I was taken by the hauntingly innocent, yet, lethal way in which Sevdaliza gave deliverance of her art, after watching the AI Goddess inspired video for “Marilyn Monroe” a few years ago. The output of her essence, firmly elucidated a realm beyond what my limited senses could perceive – and I remember feeling softly called to ascend my consciousness beyond the binding structures of society’s dominion over freedom; a notable feat achieved by just one streamed video. Previously, I had delved into spiritual notions such as fifth dimensional consciousness, ascension and transcending oneself to galactic proportions, eventually discarding it all when I came to realise none of this so called esoteric “hippy shit” could exist without clearly grounded, intersectional social justice work too. Usher in the artistic articulations of Sevdaliza, where both realities exist simultaneously; concrete social justice warfare against oppression, yet, pouring out from her in a manner that fleshes the artist as if she were a warrior arriving from another distant planet.
photograph by Zahra Reijs
When I came across Sevdaliza — I was reminded of one of many artists whom, if we were to only listen to with actively conscious attention, we would come to realise, perhaps – that they reverberate in the voices of ancestral angels who haunt our dreams on an apocalyptic scale.

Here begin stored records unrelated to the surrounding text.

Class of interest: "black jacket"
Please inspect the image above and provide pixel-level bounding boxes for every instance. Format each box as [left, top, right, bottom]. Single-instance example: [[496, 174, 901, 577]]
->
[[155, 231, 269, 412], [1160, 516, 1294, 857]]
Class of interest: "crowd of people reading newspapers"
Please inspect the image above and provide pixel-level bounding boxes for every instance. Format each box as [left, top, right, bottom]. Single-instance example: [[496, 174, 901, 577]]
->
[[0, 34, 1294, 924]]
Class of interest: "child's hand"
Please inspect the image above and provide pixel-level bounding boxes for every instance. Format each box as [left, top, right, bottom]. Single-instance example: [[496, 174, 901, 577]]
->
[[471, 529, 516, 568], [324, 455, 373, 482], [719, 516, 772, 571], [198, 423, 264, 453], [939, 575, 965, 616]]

Doing the work in sonic dreamscape worlds of dismantling systems of oppression that bind us in cyclical chains of hatred and poison. This is where I place her evolution and iterations as an artist; Sevdaliza, through her harmonies and performance rituals, seems to call ethereal consciousness to take root like the tendrils of a tree within our hearts. “I could only have you in my dreams / so it seems / so it seems” is repeated in her song “Bluecid”, of a love so tormenting, communicated as though it were every toxic relationship any of us have ever been in; those ones that taste like when the love is so strong but the dynamics so unaligned that there is nothing left to salvage besides the carnage of a dying relationship. In another song “Shahmaran”, inspired by a popular Kurdish tale which tells of a half snake, half female Goddess who is usually portrayed as a monster; Sevdaliza, in all her stature and strength embodies the sacred being of folklore in a painfully beautiful video that depicts man’s voyage across the deserted fields of unconscious sacrifice, only to arrive to meet the Goddess herself. A journey of remembrance, of coming back to the Goddess; of an emancipation of a racialised masculinity.
Debra Paget in Fritz Langs, The Indian Tomb; 1959
Bold experimentations that conjure up creative spaces to engage with modern visual art forms, sonic spheres and a rootedness in Iranian folklore and cultural mythologies all accompanied by achingly beautiful vocals and masterful production. I find myself more and more enamoured by Sevdaliza’s growth as an artist and performer with each of her offerings. She metamorphosizes with each moment she exists on this tormented planet; telling us tales through song of her greatest pains and deepest loves. It is well known that Sevdaliza is behind every aspect of creative control and execution; it is all an expression of her essence, divine and simple. Perhaps even more beautiful, is the fact that she has been singing since she was 25 years old; a late bloomer – if you will – in the realm of songwriting and performance. Yet, she has amassed an almost cult-like following in musically independent spaces; for people who see and feel what she is doing. I am pressed to witness more of her expression, recently that came in the form of “Joanna”, another haunting feat of great storytelling; to love and to be loved in returned; to feel that love break every bone in your beings while sewing every wound back together. Such are the poetic paradoxes of love, of this new piece she writes — in her usual caps locked signature:
“I Wrote Joanna During One Of The Darkest Periods Of Being, I Am So Very Grateful That This Pain Is Now A Part Of My Past, A New Layer That Has Brought Meaning And A Well Deserved Found Light Into My Life. Special Gratitude to Mucky For Always Being By My Side During The Musical Process And Marlou Fernanda Who Composed Such A Powerful Visual Artwork. To Mihai, With His Ever Entrancing String Arrangements, I Love You Brother.”
Noting her team is not unusual for Sevdaliza, for this is an artist that exists for and within community; first and above all. Sevdaliza is a source of strength beyond anything I have ever seen in “pop” music; a healer and light being casting spells of love using her traditional Persian roots, for us all to gather in communion upon the altar of sound.